難聴のある人と耳鳴りのある人というのは似通っている(重なっている人も多い)のだけれど、違う部分もあり、加齢に伴い難聴は増えていくんだけれども耳鳴りは頭打ちになる。どうも80代を過ぎると聴覚野の抑制がとれても、活性化のほうの力が弱いので耳鳴りもしない?? 難聴のある人と耳鳴りのある人でどう条件が違うか徹底調査してみたところ、なんと「脳梗塞がある人は耳鳴りがしないことが多い」…それってぜんぜんうれしくないですけど。要するに聴覚に関係ある部分が梗塞でダメになっていたら耳鳴りがしないわけね。

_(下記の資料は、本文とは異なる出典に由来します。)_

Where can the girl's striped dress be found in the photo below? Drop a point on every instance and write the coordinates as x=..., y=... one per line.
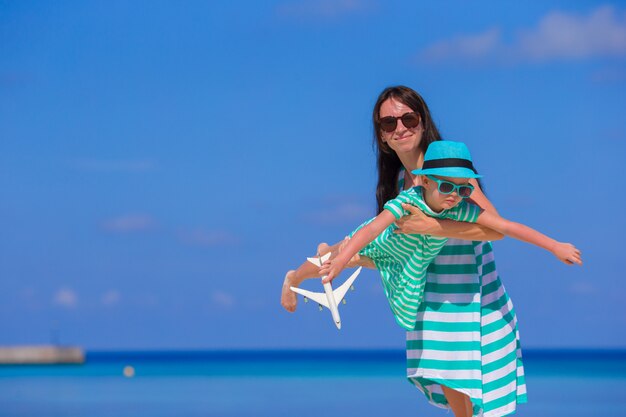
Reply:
x=466, y=335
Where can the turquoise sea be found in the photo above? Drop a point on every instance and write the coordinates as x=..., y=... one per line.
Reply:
x=290, y=383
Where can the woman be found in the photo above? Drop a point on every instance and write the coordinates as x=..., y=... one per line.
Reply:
x=464, y=352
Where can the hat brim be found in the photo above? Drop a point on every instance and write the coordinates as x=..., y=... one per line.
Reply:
x=452, y=172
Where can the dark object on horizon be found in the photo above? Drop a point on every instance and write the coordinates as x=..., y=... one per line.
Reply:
x=32, y=355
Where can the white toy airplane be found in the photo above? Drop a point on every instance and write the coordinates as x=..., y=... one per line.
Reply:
x=328, y=298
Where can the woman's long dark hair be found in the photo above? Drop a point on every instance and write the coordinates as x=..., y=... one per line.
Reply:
x=387, y=161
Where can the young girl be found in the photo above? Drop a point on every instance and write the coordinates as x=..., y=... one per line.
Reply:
x=403, y=259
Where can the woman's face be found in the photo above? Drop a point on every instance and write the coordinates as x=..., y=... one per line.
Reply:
x=403, y=139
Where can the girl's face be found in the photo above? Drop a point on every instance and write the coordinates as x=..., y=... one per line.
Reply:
x=435, y=199
x=402, y=139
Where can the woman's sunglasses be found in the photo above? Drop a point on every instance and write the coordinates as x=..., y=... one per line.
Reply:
x=409, y=120
x=447, y=187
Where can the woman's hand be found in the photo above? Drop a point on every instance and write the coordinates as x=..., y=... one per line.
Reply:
x=331, y=268
x=416, y=222
x=567, y=253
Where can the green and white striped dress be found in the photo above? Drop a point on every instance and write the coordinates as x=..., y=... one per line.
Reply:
x=466, y=335
x=403, y=259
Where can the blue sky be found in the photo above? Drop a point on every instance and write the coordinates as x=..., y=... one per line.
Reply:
x=162, y=164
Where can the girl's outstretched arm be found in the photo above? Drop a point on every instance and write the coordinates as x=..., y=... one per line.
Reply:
x=362, y=237
x=566, y=252
x=419, y=223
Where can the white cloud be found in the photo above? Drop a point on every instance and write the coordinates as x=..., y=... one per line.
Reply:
x=327, y=9
x=201, y=237
x=110, y=298
x=345, y=212
x=129, y=223
x=464, y=47
x=557, y=36
x=115, y=165
x=66, y=298
x=222, y=299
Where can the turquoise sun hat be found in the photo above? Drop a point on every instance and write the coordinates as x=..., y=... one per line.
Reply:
x=448, y=159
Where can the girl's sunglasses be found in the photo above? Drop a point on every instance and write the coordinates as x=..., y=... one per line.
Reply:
x=409, y=120
x=447, y=187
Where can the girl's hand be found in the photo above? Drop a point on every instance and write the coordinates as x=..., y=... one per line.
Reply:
x=416, y=222
x=567, y=253
x=331, y=268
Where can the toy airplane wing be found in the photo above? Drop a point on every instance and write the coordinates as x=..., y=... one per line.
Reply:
x=318, y=297
x=319, y=260
x=340, y=292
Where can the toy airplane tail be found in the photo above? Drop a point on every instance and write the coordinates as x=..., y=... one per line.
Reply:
x=329, y=298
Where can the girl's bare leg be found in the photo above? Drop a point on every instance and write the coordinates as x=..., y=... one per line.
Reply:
x=459, y=402
x=294, y=278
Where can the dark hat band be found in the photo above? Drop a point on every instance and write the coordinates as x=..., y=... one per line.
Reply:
x=449, y=163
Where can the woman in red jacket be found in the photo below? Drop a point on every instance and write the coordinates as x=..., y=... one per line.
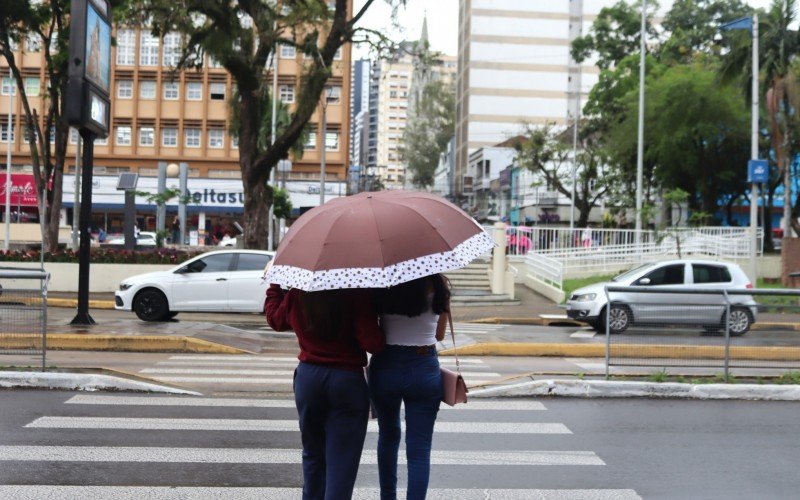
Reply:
x=335, y=329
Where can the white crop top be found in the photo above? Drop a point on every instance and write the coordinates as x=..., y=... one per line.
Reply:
x=402, y=330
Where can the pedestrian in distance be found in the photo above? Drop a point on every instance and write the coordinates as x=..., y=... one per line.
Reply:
x=335, y=329
x=413, y=317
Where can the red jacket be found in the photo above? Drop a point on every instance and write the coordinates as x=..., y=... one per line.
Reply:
x=347, y=350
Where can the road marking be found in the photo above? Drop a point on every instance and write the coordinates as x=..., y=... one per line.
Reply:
x=25, y=492
x=235, y=424
x=211, y=371
x=276, y=456
x=85, y=399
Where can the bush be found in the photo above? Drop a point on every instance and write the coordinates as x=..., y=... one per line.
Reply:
x=104, y=256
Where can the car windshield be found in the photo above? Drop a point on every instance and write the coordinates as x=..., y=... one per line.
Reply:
x=628, y=274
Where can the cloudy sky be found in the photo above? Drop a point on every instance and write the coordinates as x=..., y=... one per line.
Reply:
x=442, y=21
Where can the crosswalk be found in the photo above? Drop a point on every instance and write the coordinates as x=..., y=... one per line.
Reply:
x=251, y=371
x=92, y=446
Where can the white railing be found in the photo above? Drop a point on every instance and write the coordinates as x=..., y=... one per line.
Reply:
x=610, y=250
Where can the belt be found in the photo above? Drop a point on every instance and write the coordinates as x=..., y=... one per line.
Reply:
x=420, y=350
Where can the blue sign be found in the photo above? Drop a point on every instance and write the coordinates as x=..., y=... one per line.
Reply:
x=757, y=171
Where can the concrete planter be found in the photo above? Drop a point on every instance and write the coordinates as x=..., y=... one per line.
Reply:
x=102, y=277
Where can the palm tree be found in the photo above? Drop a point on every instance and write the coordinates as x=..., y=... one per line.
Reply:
x=778, y=47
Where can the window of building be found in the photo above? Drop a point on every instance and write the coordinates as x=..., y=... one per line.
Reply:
x=286, y=93
x=169, y=137
x=123, y=135
x=311, y=142
x=333, y=94
x=170, y=91
x=5, y=128
x=147, y=136
x=8, y=86
x=33, y=43
x=147, y=89
x=148, y=50
x=172, y=49
x=194, y=91
x=124, y=89
x=216, y=91
x=288, y=52
x=32, y=86
x=215, y=138
x=332, y=141
x=126, y=47
x=192, y=137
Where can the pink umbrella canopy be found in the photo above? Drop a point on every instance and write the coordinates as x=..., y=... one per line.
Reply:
x=374, y=240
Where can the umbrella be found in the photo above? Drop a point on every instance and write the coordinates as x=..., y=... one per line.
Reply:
x=375, y=240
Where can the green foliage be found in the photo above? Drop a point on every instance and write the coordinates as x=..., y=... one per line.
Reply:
x=281, y=204
x=428, y=131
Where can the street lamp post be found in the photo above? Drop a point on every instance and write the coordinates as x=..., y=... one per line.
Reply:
x=640, y=144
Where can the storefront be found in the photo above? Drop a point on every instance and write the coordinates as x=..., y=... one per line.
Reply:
x=218, y=203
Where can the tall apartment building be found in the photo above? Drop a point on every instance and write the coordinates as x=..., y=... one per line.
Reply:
x=359, y=112
x=158, y=116
x=514, y=67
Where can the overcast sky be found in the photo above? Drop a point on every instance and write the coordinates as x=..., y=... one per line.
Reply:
x=442, y=21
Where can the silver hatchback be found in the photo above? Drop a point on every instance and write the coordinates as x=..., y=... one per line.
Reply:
x=589, y=304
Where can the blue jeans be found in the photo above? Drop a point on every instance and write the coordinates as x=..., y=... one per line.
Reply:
x=333, y=406
x=402, y=375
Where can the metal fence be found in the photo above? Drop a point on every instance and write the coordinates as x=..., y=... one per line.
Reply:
x=712, y=328
x=23, y=312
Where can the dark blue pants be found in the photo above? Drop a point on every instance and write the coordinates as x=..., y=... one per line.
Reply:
x=333, y=406
x=401, y=375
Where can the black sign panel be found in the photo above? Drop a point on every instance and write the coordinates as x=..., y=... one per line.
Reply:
x=88, y=88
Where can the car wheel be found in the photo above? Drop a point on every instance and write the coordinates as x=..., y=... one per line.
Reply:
x=151, y=305
x=619, y=319
x=739, y=321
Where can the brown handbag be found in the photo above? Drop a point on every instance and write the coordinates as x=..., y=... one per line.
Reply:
x=454, y=389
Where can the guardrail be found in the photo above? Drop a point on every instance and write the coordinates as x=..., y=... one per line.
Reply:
x=23, y=312
x=698, y=328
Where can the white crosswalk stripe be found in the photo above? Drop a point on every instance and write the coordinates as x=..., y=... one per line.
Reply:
x=237, y=424
x=85, y=399
x=26, y=492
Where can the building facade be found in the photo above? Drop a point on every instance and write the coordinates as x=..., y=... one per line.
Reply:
x=159, y=115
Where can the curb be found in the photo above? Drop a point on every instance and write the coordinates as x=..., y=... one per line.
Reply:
x=608, y=389
x=73, y=303
x=654, y=351
x=128, y=343
x=81, y=382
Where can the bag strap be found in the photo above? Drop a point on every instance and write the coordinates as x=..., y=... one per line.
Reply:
x=453, y=336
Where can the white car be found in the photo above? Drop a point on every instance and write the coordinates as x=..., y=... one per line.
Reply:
x=218, y=281
x=145, y=239
x=589, y=304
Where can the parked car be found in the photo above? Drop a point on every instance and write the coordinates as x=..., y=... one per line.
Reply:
x=145, y=239
x=217, y=281
x=589, y=304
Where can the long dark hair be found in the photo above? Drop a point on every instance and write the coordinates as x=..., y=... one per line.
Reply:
x=411, y=298
x=323, y=313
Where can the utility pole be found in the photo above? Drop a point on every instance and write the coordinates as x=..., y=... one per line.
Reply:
x=640, y=145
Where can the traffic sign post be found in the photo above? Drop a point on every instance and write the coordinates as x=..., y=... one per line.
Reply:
x=88, y=109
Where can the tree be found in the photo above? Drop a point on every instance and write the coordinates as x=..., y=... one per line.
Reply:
x=428, y=131
x=242, y=35
x=547, y=152
x=779, y=44
x=46, y=24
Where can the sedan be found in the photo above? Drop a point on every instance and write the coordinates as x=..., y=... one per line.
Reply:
x=218, y=281
x=590, y=304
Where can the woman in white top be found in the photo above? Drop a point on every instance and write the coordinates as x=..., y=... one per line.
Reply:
x=413, y=316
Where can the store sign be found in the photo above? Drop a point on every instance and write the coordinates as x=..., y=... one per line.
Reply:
x=23, y=191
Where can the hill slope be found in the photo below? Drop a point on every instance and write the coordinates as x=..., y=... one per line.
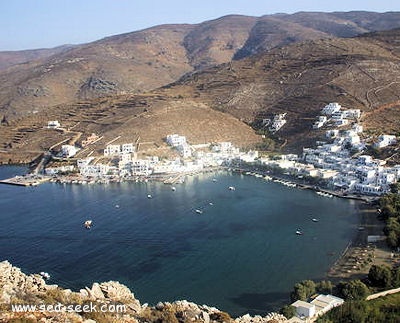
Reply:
x=144, y=60
x=208, y=105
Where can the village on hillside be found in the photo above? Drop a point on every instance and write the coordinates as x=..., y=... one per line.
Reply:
x=339, y=161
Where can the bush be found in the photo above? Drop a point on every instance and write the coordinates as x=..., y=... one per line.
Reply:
x=288, y=311
x=353, y=290
x=380, y=276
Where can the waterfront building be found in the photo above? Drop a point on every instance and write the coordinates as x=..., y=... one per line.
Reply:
x=331, y=108
x=112, y=150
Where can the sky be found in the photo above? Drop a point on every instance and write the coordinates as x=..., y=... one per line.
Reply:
x=31, y=24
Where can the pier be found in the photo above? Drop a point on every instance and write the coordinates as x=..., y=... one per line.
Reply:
x=23, y=181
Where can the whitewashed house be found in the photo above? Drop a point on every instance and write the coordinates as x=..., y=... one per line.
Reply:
x=112, y=150
x=68, y=151
x=127, y=148
x=385, y=140
x=331, y=134
x=141, y=167
x=320, y=122
x=331, y=108
x=352, y=114
x=84, y=162
x=184, y=150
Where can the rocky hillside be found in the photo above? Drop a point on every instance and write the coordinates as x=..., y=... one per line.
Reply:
x=222, y=102
x=10, y=58
x=105, y=302
x=140, y=61
x=299, y=79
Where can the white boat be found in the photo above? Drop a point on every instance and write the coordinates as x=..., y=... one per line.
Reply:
x=87, y=224
x=44, y=275
x=299, y=232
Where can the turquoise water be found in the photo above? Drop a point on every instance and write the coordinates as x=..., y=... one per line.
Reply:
x=240, y=255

それでこの著者(医者)は患者さんに「耳鳴りを感じる力も残っているんだから、耳鳴りに慣れていく力も残っていると思いますよ」と励ましているそうだが(^^;; 耳鳴りというのは治るというより「気にならない境地に達する」のが解決の道らしいが、つまりは消そうと思うほどとらわれていく…哲学か禅か…
順調に気にならなくしていく方策としては、音を流すのがよいそうで、つまり耳鳴りと本物の音を混ぜてずっと聞いておく。難聴の人なら補聴器をつける、そしてテレビやラジオを流しておく。耳鳴りを打ち消すほどのボリュームではなく、両方聞こえるくらいの音量がいいんだって。覚えておこう。
(*) 哺乳類の内耳では3つの小さな骨が音を伝える役割をしているけれど、このうち2つの骨はもともと(原始両生類、原始爬虫類)上あごと下あごをつなぐ骨だったもの。その分、哺乳類はあごが大きく開かなくて獲物を丸のみできなくなったけど、耳の聞こえがよくなった。